私と君と夢物語。

2人きりになってもたじたじの楓と大貴。

少し話しているようにも見えるけど、2人のキョリは空いたまんま。



付き合ってるくせに。




私と翔磨はそれを柱にかくれて見つめる。

背の高い翔磨はチビな私の後ろから覗き込んでいる。


「あ、えーっと」

翔磨が口を開く。

「ん?」

私は翔磨の方に向く。



「あの、なんて呼べばいいかな?」


さっきのチャラい感じとは違い謙虚というか、しっかりした感じで言う。


「あ~、りおでいいよ。呼び捨てで。」



私はずっと人からりおちゃん、って呼ばれてて男友達に呼び捨てにされるのに憧れてきた。



「ん。りおって呼ぶわ。」




さりげなくりおって呼んでくれる。




優しいかよ。




「あー、俺のことは呼び捨てでいいから、大貴のこともな。」

「うん!分かった!ありがとう!」



私がふふって笑うと翔磨も目を合わせて笑ってくれた。


お兄ちゃんみたい。


「お、あの2人ちょっと近付いたか?」


私たちの目線は楓と大貴へ向いた。


沢山の学生やサラリーマンが行き交う中私たちは一組のできたてホヤホヤの初々しいカップルを柱の陰から眺める。


周りからみれば私たちもカップルに見えてたり?



「あ、そーいや将人は?」

「なんか今日用事あるって先に帰ったよ。」

「あ~ね。」


元気にしてるかなって、少し気になったり。




大貴と楓は限界を迎えたのか2人で私と翔磨に手招きした。



「しゃーないか、行ったるか。」

腰に手を当て言い、一息ついて歩き出した翔磨。


その2、3歩後ろを歩く私。


細身で長身。




楓の近くに寄るとすかさず腕を掴まれた。


お前ふざけんなと言わんばかりに私の腕はたたかれる。



「痛いからさー。」

「りおのせいでしょ?!」

「2人の時間が欲しそうだったからさ~?非リアは邪魔でしょ?」

うんうんと軽く頷く翔磨。

翔磨を睨む大貴。

「りおは居てよ!」

「なんでだよ~。
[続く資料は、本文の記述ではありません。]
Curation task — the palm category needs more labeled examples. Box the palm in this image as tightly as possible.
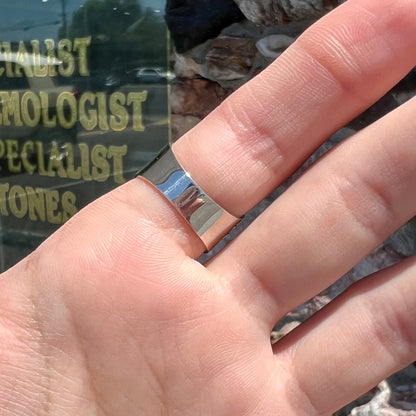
[18,190,281,415]
[0,0,416,416]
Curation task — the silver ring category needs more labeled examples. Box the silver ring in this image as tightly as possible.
[138,147,240,250]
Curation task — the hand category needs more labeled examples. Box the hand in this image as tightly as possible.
[0,0,416,416]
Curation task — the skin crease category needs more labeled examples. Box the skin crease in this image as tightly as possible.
[0,0,416,416]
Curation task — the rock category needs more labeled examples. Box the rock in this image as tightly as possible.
[165,0,244,53]
[350,381,416,416]
[256,35,295,59]
[204,36,257,81]
[171,78,230,118]
[270,321,300,344]
[173,53,202,78]
[234,0,339,27]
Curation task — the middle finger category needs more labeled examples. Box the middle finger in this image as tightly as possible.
[174,0,416,216]
[209,98,416,326]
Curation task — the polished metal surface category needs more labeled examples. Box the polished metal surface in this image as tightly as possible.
[139,147,240,250]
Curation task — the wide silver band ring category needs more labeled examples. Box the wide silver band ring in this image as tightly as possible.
[138,147,240,251]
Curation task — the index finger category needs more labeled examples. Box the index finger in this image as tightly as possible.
[174,0,416,216]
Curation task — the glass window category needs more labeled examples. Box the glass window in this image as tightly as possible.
[0,0,171,270]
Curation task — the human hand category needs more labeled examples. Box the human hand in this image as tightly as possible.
[0,0,416,416]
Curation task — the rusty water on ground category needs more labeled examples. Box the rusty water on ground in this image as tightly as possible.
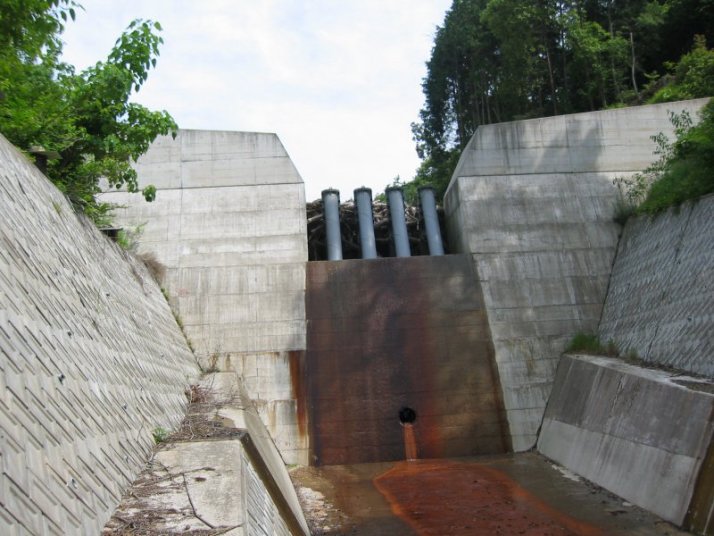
[292,453,686,536]
[374,460,604,536]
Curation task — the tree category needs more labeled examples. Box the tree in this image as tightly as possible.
[0,0,177,224]
[407,0,714,203]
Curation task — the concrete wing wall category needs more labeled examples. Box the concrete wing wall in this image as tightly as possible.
[445,99,706,450]
[104,130,307,463]
[538,355,714,524]
[599,196,714,378]
[0,132,198,534]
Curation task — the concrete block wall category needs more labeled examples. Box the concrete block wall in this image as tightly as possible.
[599,195,714,378]
[104,130,307,463]
[444,99,706,451]
[303,255,510,465]
[0,132,198,535]
[538,355,714,534]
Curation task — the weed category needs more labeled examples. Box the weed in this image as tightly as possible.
[116,222,146,253]
[203,352,218,374]
[137,252,168,284]
[151,426,169,445]
[613,185,637,226]
[185,384,209,404]
[565,333,619,357]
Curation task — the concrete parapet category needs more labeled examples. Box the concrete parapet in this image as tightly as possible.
[104,130,307,463]
[599,195,714,378]
[0,132,198,534]
[105,373,309,536]
[538,355,714,534]
[444,99,707,451]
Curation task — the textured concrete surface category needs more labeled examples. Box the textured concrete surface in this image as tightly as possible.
[103,373,309,536]
[302,255,510,465]
[445,99,706,450]
[599,196,714,378]
[0,132,198,534]
[538,355,714,525]
[104,130,307,463]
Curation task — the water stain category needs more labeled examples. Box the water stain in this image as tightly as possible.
[288,350,307,438]
[373,460,605,536]
[402,424,419,460]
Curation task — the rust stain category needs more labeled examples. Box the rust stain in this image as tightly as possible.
[373,460,604,536]
[684,432,714,534]
[402,424,419,460]
[288,350,307,439]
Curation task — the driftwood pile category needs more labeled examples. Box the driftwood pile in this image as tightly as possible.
[307,199,443,261]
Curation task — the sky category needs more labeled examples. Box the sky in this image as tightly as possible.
[63,0,451,200]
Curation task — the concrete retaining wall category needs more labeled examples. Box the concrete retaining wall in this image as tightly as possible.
[0,132,198,534]
[538,355,714,524]
[104,130,307,463]
[599,196,714,378]
[445,99,706,450]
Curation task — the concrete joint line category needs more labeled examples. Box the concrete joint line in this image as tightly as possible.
[181,473,216,529]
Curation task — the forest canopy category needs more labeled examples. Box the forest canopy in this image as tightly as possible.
[404,0,714,201]
[0,0,177,225]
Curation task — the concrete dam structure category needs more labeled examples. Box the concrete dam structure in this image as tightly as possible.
[0,100,714,534]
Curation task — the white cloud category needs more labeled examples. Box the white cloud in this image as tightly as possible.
[65,0,451,199]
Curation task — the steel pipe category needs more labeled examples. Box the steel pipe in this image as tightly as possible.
[322,189,342,261]
[355,188,377,259]
[385,186,411,257]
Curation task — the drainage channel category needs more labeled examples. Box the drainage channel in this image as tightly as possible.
[292,452,687,536]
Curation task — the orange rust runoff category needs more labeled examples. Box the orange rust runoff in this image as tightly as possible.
[373,460,604,536]
[402,423,419,460]
[288,350,307,438]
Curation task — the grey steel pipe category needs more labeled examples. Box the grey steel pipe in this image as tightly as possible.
[355,188,377,259]
[322,189,342,261]
[385,186,411,257]
[419,186,444,255]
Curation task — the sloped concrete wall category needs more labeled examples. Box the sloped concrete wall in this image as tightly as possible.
[445,99,706,450]
[0,132,198,534]
[104,130,307,463]
[538,355,714,524]
[599,196,714,378]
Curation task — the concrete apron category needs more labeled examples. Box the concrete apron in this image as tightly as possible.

」


駅の出入り口からさあっと冷たい風が吹き抜ける。


「あ~!さむっ!」

私は体をふるわせた。


翔磨はおもむろにポケットからカイロを取り出した。



いいな。カイロ。私今日忘れちゃったからな。



「いいな~カイロ。貸して?」

「ん?ちょっと冷めてるけどいい?」


貸してもらえないつもりで言ったはずなのに、意外な答えで少しぽかんとする私に翔磨はカイロを手渡した。




確かに生ぬるいカイロは私には翔磨の優しさでほんのり暖かさが増した。




カイロを揉みながらカップルと翔磨を眺めていた。



久しぶりの優しさを噛み締めた。





改めて、なんで中学受験なんてしたんだろうと思う。


こんな人と同じ学校なんて、もしかしたら同じクラスだったかもしれないのに。

こんな人と同じクラスとか絶対楽しいよね。

もっと早く出会っていたかった。